Working Together Robert Nielsen is a member of the family-owned TN Cattle Co., Inc. He runs a stocker operation with a few mother cows in the watershed. He likes the plan.
"A lot of management things came out of this. Some were in the making already," Nielsen says. "But, the biggest thing is that we have designated fields for calving. There's been a lot of work on spring development to keep cows out of riparian areas. These are tools we've used for a long time, but there are a few more restrictions," he says.

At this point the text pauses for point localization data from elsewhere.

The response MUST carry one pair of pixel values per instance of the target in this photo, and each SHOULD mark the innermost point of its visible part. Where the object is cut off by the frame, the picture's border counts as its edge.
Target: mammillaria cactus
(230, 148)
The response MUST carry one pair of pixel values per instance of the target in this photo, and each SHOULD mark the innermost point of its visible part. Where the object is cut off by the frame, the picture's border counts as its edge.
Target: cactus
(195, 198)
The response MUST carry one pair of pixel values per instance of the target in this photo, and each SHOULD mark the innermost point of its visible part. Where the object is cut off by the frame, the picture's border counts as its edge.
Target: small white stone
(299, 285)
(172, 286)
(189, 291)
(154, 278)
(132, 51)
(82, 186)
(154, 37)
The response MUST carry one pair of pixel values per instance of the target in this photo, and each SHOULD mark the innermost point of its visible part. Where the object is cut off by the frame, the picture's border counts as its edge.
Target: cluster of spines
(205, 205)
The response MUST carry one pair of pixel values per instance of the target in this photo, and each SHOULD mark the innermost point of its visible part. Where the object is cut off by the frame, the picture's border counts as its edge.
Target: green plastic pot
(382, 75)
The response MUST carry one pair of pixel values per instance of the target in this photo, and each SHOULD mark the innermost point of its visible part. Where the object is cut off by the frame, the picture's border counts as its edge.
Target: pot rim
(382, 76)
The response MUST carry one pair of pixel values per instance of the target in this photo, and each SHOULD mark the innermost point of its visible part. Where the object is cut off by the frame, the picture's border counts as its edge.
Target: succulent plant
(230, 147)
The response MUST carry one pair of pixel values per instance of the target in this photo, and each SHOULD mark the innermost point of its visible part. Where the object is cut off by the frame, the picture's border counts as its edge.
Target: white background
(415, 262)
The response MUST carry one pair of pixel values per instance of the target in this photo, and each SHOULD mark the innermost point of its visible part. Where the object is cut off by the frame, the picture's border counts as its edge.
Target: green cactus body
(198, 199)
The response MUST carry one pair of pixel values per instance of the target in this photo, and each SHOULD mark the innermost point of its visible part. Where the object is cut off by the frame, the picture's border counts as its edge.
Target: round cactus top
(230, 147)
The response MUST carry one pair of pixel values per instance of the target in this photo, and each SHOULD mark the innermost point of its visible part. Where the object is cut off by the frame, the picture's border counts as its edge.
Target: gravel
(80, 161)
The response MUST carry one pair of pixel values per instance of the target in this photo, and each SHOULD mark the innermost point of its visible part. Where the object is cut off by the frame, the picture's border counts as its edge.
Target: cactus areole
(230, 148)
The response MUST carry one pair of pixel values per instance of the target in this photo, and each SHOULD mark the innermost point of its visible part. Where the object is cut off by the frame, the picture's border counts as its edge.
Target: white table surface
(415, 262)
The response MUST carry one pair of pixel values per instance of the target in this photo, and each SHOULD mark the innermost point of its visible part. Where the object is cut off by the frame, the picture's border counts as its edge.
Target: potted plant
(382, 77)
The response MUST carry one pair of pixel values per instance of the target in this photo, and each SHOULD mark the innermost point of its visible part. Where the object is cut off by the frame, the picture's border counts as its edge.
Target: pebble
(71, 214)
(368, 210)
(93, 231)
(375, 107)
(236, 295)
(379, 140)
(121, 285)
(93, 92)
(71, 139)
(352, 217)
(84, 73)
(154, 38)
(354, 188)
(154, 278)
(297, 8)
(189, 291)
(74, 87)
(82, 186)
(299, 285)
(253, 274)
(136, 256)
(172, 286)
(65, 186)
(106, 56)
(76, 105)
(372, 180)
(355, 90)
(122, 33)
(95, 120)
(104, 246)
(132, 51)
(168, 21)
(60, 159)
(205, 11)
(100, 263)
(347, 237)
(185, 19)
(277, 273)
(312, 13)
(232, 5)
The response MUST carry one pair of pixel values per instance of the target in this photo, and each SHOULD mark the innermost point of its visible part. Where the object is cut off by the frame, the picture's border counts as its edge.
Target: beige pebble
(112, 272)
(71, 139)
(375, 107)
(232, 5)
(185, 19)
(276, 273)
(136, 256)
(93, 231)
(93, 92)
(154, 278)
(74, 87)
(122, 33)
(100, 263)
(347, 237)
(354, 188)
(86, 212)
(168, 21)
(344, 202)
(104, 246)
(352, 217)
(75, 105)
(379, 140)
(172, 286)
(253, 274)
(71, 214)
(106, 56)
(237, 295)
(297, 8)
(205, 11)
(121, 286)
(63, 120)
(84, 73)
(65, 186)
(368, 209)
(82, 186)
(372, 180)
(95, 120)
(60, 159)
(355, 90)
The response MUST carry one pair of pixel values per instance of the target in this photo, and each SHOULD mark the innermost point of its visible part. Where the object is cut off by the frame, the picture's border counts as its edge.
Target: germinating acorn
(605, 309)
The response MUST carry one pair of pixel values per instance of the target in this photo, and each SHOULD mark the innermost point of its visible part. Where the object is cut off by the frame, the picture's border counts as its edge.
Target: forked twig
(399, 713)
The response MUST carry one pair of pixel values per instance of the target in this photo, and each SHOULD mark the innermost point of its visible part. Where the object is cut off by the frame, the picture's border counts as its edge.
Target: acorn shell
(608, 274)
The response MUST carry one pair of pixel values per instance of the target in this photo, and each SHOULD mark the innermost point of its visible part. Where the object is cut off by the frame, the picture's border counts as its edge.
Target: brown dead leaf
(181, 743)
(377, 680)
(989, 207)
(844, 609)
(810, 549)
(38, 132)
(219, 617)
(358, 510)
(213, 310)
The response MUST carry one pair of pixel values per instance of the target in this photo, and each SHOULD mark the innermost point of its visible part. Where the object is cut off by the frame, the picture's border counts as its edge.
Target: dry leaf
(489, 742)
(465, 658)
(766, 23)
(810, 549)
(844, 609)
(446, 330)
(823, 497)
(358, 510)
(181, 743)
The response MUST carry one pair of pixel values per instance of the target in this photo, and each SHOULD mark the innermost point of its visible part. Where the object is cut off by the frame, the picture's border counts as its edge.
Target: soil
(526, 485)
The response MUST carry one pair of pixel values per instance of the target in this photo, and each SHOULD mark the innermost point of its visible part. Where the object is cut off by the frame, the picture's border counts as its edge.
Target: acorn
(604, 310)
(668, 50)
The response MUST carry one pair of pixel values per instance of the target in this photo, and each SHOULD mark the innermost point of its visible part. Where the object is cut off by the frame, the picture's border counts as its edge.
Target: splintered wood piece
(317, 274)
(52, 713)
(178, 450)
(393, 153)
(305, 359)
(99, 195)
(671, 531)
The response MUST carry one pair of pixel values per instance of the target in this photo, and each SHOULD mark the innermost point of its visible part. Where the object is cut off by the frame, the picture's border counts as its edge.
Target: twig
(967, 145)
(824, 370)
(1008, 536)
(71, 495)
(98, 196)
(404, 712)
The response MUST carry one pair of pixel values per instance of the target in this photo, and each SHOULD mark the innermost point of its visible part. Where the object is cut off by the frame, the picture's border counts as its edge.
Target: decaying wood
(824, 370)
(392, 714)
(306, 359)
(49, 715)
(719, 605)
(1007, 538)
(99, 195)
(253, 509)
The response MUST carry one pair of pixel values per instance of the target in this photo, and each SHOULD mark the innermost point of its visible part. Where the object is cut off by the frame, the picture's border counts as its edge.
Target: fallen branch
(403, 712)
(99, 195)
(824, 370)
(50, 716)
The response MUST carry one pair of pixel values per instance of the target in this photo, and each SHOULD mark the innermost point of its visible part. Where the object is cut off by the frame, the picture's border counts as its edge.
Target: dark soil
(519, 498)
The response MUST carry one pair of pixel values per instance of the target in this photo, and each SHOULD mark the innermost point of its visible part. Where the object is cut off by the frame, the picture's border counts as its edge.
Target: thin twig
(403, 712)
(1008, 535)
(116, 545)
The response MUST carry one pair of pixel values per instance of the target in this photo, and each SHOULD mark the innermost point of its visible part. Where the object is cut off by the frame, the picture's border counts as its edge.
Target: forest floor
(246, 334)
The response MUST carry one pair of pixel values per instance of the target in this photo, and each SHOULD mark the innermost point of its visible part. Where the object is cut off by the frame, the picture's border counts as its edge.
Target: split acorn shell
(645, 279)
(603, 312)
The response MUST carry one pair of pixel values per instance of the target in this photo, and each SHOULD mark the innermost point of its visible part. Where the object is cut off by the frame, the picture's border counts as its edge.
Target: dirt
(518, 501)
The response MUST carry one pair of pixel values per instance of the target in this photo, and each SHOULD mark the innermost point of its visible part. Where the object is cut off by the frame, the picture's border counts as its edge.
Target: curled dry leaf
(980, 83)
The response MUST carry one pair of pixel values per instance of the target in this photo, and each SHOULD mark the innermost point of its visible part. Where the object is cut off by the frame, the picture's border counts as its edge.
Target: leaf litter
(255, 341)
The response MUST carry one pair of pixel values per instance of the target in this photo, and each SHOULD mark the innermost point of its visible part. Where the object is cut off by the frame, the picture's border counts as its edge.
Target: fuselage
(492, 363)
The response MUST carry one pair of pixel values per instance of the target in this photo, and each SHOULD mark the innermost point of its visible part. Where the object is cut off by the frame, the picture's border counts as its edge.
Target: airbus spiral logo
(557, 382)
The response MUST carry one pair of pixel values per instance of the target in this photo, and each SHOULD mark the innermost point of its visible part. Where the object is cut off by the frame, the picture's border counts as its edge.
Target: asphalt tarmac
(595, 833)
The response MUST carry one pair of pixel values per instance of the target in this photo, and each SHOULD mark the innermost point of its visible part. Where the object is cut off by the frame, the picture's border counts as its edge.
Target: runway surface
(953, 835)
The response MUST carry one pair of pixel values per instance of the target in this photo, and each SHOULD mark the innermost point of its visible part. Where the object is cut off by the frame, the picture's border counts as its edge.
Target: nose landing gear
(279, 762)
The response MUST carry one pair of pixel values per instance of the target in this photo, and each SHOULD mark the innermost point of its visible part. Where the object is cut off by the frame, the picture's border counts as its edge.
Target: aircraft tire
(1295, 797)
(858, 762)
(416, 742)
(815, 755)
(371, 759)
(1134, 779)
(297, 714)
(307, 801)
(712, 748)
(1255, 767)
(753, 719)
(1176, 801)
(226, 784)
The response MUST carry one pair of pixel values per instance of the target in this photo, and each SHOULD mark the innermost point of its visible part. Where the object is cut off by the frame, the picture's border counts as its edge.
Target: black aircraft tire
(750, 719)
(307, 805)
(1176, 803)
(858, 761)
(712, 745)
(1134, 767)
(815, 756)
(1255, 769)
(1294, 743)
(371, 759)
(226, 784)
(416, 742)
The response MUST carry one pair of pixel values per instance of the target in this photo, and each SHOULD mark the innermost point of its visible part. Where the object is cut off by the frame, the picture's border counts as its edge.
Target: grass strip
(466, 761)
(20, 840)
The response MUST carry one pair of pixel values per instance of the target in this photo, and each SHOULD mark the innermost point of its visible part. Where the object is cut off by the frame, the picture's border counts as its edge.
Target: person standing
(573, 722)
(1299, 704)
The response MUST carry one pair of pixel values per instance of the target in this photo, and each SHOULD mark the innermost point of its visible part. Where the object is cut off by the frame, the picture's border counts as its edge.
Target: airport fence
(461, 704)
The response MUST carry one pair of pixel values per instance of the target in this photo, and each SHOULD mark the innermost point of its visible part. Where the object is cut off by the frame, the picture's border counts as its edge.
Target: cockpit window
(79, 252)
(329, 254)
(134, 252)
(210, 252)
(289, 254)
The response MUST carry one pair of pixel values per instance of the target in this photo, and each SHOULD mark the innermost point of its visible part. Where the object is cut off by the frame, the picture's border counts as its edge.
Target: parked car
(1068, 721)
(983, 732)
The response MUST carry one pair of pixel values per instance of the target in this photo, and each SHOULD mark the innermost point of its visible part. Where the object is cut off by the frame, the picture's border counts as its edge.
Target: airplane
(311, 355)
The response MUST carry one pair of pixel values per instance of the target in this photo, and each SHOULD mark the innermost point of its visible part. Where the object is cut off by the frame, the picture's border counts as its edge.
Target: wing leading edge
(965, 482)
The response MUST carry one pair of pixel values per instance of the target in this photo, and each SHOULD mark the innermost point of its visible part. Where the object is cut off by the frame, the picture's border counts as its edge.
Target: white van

Most of the tools that have come from the management plan are things ranchers can live with, not just on public land, but private as well, Nielsen adds.
New lessees are also required to adhere to specific selection criteria.
"The criteria required are similar to what one might meet if applying for a job," says Tim Koopman, watershed keeper and a part of a fourth-generation family cattle operation that borders the watershed."
It includes a summary of requirements and addresses resource operation and management expertise. It also includes financial statements and letters of references from other landlords and financial institutions. All but two of the ranchers currently leasing were selected in October of this year to lease again for five years.
"I'd say the leasing process was the best under all circumstances," Nielsen says. "San Francisco is looking for tenants who will be good land stewards. They developed a system that was as fair as possible."
When developing the leasing criteria, competitive bidding was removed from the process and replaced by a flat fee on animal units per acre. This created a more equitable process, even though it reduced San Francisco's income by about $200,000 per year.
The Signing Sets A Precedent Last August an accord was signed, setting a precedent for cooperation among officials, beef producers and city residents.
"Water quality is an issue that will be with us for a long time," says CCA's Gough. "In California, 85 percent of our water passes through rangeland. There are days when water quality seems to be the only issue."
Normandy says staying focused on key issues keeps discussion processes moving and brings diverse groups together.
"You can't lose focus," he says. "We're supposed to protect our water supply. But, there were no 100-percent solutions. There are other mammals besides cattle that inhabit this watershed and pose a Crypto risk. We stayed the course and came to agreement."
It's this focus that's appreciated by cattlemen and others. Leone, the activist, says the final plan is a good compromise.
"Crypto is still a risk, but we have to determine what risk is acceptable," Leone says. "At this point, we don't know how much Crypto is required to cause the disease in humans. It seems a much greater priority to protect the watershed and continue working on the Crypto issue than to create more restrictive policies."
The number of Crypto cases is down in San Francisco. Whether it's the result of the new management plan isn't known, but it is a triumph for California's beef industry and San Fransiscans.